VIDEO: Reimagining boats and power systems
Yamaha’s U.S. Marine Business Unit announced a new Boat Power Systems team focused on innovation in the North American boat and propulsion market. The team has been working out of Yamaha’s Kennesaw, Ga., U.S. headquarters for about a year, said Martin Peters, senior marine communications manager for Yamaha.
“The application of technology to transportation — in our case recreational transportation — is a fascinating new era that we’re exploring, and that the Boat Power Systems team is exploring,” Peters told Trade Only Today. “We want to make sure people understand that they’re here and that they have some great talent and skills.
“But we can’t tell people what they’re working on,” Peters said. “These gentlemen are behind closed doors that are locked, and there are very few people who have a pass to get in. Whatever they develop, I’ll hear about when I am allowed to hear about it.”
There is no a timeline for when some of the innovations will hit the market, but Peters said the team is looking carefully at technologies as applied to boat power systems and boating.
“We wanted to make sure this team that develops these ideas and technologies are close to the North American market, because that’s where consumers will demand these things,” said Peters.
In the past, all engineering has been done in Japan, said Boat Power Systems engineering manager Van Sherman in a video produced by Yamaha.
“The advanced engineering group here in the U.S. is going to be a lot closer to the main market segments,” Sherman said.
Watch the video here:
The team members have credentials in such fields as robotics, artificial intelligence and aerospace, Peters said.

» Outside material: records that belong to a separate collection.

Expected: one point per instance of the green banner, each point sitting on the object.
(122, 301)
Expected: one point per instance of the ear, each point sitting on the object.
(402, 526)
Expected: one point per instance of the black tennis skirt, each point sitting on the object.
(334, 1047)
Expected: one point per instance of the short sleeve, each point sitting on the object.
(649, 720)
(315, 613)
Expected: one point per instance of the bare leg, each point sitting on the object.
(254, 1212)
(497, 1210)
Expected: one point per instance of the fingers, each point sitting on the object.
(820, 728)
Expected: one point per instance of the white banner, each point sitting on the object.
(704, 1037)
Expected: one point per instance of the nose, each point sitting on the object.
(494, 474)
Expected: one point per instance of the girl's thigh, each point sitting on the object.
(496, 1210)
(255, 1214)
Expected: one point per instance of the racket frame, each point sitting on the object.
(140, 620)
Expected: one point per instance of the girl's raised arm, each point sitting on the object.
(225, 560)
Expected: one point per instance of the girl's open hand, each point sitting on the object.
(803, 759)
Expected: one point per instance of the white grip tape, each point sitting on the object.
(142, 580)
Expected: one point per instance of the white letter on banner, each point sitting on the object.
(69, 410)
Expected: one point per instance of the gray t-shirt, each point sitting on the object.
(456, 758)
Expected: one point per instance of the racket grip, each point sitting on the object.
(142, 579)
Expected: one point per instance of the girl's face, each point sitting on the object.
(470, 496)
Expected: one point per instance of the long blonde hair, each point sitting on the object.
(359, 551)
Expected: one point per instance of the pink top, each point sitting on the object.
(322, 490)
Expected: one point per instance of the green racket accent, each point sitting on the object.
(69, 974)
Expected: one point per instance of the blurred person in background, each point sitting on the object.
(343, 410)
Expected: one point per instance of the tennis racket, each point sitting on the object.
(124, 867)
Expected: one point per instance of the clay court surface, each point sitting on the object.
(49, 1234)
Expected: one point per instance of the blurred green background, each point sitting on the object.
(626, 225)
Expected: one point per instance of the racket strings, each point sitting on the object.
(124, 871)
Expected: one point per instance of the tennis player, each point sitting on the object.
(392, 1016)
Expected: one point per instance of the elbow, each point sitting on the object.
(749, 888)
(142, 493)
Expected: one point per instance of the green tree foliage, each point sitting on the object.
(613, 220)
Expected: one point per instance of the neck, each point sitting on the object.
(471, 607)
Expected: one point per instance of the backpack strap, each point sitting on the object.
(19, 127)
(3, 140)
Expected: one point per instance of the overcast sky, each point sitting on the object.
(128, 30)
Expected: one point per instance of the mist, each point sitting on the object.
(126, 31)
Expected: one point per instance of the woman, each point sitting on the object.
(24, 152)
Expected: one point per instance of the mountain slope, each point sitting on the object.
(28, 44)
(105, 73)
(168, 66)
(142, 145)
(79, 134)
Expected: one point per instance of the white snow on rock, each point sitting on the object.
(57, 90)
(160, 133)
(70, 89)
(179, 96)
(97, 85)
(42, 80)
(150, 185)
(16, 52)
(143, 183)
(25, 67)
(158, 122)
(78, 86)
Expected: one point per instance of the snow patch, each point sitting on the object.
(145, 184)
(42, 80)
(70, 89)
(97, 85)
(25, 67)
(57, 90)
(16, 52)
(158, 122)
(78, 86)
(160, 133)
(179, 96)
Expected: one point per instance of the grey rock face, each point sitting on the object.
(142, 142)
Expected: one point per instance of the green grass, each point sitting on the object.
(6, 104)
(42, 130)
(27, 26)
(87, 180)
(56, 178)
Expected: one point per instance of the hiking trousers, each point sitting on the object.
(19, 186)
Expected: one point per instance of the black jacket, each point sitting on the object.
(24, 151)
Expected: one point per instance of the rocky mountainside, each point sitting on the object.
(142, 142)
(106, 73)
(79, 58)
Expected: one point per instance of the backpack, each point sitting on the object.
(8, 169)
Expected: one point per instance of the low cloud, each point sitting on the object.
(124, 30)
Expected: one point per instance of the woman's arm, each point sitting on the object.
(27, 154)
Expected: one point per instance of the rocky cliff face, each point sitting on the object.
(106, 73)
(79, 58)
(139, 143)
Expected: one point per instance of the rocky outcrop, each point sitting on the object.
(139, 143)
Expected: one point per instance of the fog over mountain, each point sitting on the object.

These videos highlight team members and their backgrounds:
- senior controller engineer Juan-Pablo Afman
- control engineer Federico Bonalumi
- mechatronics engineer Andrew Artusa
“I think we can assume that we’re looking at technologies to apply to boats and power systems of the future,” Peters said. “What they’ll be, who knows? But we are looking very carefully at technologies as they apply to boat power systems and boating.”